Custom Config Parsers
The primary purpose of the parser
argument in Config
is to enable support for different configuration formats, as
explained in the previous section. As parsers are arbitrary Python functions, one can leverage them
more creatively as well, including generating configurations on the fly.
For instance, a custom parser could contact an external service to fetch a suitable config. Or, it could examine data and other context to determine a suitable configuration dynamically.
Generating configs programmatically
To illustrate config generation, consider this example that annotates each deployment with information about
the current git
branch through a custom parser function, git_info
. It generates a config on the fly by
calling the git
command.
This example should be run in an existing Git repository. Check out the example from its repository for testing:
from subprocess import check_output
from metaflow import FlowSpec, step, Config, current, card
from metaflow.cards import Markdown, Table
def git_info(args):
info = {
"commit": ["git", "rev-parse", "HEAD"],
"branch": ["git", "rev-parse", "--abbrev-ref", "HEAD"],
"message": ["git", "log", "-1", "--pretty=%B"],
}
cfg = {}
for key, cmd in info.items():
cfg[key] = check_output(cmd, text=True).strip()
return cfg
class GitInfoFlow(FlowSpec):
git_info = Config("git_info", default_value="", parser=git_info)

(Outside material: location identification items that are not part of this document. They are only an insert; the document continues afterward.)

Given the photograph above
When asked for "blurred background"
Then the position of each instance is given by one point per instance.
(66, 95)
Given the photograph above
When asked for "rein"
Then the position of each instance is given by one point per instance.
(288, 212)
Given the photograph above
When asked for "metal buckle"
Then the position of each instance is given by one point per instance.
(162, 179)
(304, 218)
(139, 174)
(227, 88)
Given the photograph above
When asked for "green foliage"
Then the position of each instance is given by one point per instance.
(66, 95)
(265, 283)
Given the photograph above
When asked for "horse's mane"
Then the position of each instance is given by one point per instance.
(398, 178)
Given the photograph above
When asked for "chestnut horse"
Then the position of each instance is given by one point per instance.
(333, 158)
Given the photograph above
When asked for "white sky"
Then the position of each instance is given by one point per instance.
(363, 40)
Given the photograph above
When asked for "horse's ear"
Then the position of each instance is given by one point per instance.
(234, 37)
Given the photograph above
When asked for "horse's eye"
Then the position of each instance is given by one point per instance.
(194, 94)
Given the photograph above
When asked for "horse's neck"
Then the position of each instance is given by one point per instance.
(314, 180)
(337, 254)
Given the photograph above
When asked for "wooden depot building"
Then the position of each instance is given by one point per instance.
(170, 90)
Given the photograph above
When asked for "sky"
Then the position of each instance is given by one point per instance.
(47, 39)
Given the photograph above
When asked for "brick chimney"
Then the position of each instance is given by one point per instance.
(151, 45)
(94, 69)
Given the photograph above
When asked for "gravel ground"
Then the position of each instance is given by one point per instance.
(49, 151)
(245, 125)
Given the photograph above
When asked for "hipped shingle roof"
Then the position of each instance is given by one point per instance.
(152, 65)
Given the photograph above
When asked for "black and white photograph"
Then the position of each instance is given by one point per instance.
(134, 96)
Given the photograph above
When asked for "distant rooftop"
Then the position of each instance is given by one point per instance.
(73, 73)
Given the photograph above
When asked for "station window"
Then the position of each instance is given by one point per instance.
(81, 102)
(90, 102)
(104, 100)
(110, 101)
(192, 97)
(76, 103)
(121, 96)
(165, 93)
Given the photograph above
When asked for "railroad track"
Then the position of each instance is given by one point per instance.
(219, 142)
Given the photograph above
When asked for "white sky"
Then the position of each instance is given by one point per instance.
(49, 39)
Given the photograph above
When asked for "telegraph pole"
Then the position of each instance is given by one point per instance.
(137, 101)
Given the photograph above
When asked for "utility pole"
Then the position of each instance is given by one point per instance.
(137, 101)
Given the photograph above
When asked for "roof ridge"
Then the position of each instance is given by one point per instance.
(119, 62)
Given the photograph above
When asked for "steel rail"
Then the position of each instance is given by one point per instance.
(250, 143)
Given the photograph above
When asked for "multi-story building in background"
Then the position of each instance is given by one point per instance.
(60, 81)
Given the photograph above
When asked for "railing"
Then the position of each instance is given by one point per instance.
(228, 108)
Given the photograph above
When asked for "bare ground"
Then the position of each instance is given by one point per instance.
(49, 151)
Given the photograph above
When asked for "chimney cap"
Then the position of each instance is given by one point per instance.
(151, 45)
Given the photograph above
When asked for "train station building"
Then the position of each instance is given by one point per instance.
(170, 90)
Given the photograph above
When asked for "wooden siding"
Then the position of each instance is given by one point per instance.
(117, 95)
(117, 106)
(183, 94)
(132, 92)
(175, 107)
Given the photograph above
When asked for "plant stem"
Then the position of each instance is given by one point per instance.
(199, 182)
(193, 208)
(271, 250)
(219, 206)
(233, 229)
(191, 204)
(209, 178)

def output_git_info(self):
table = [
[Markdown(f"**{k.capitalize()}**"), v] for k, v in self.git_info.items()
]
current.card["git"].append(Markdown(f"# Deployment info"))
current.card["git"].append(Table(table))
@card(type="blank", id="git")
@step
def start(self):
print("Git info", self.git_info)
self.output_git_info()
self.next(self.end)
@step
def end(self):
pass
if __name__ == "__main__":
GitInfoFlow()
As the config is generated on the fly, we don't need any config files to be present. We set
Config(default_value='')
to inform Config
that we can proceed without a config file.
You can run the flow as usual:
python git_info.py run
and view the resulting card:
python git_config.py card view start
Including default configs in flows
The example above is practically useful, as it ensures that every deployment and local run includes
lineage information about the originating Git branch. Thanks to Config
, this information is stored
in an artifact, making it easy to inspect later.
We may want to ensure that all flows include this information. We could include a Config
line with
a git_info
parser in every flow, but it adds unnecessary boilerplate which developers shouldn't have
to worry about.
Instead, we can create a FlowSpec
template or superclass which takes care of this:
from subprocess import check_output
from metaflow import FlowSpec, Config, current
from metaflow.cards import Markdown, Table
def git_info(args):
info = {
"commit": ["git", "rev-parse", "HEAD"],
"branch": ["git", "rev-parse", "--abbrev-ref", "HEAD"],
"message": ["git", "log", "-1", "--pretty=%B"],
}
cfg = {}
for key, cmd in info.items():
cfg[key] = check_output(cmd, text=True).strip()
return cfg
class TrackedFlowSpec(FlowSpec):
git_info = Config("git_info", default_value="", parser=git_info)
def output_git_info(self):
print("deployment info", self.git_info)
if hasattr(current, "card"):
table = [
[Markdown(f"**{k.capitalize()}**"), v] for k, v in self.git_info.items()
]
current.card.append(Markdown(f"# Deployment info"))
current.card.append(Table(table))
We can distribute this module, tracked_flow.py
, containing TrackedFlowSpec
as a shared base class
for flows to inherit from, such as MyTrackedFlow
:
from metaflow import step, Config
from tracked_flow import TrackedFlowSpec
class MyTrackedFlow(TrackedFlowSpec):
config = Config("config", default="myconfig.json")
@step
def start(self):
self.output_git_info()
self.next(self.end)
@step
def end(self):
print("config", self.config)
if __name__ == "__main__":
MyTrackedFlow()
An important detail here is that MyTrackedFlow
derives from TrackedFlowSpec
, instead of the usual
Metaflow FlowSpec
. Since TrackedFlowSpec
includes git_info
, all derived flows will have it too, in addition
to any Config
s they define by themselves such as config
above.
When you run MyTrackedFlow
, it will record its git
lineage in git_info
automatically without boilerplate.
Optionally, if you run the flow --with card
, output_git_info
will populate a card with the lineage information.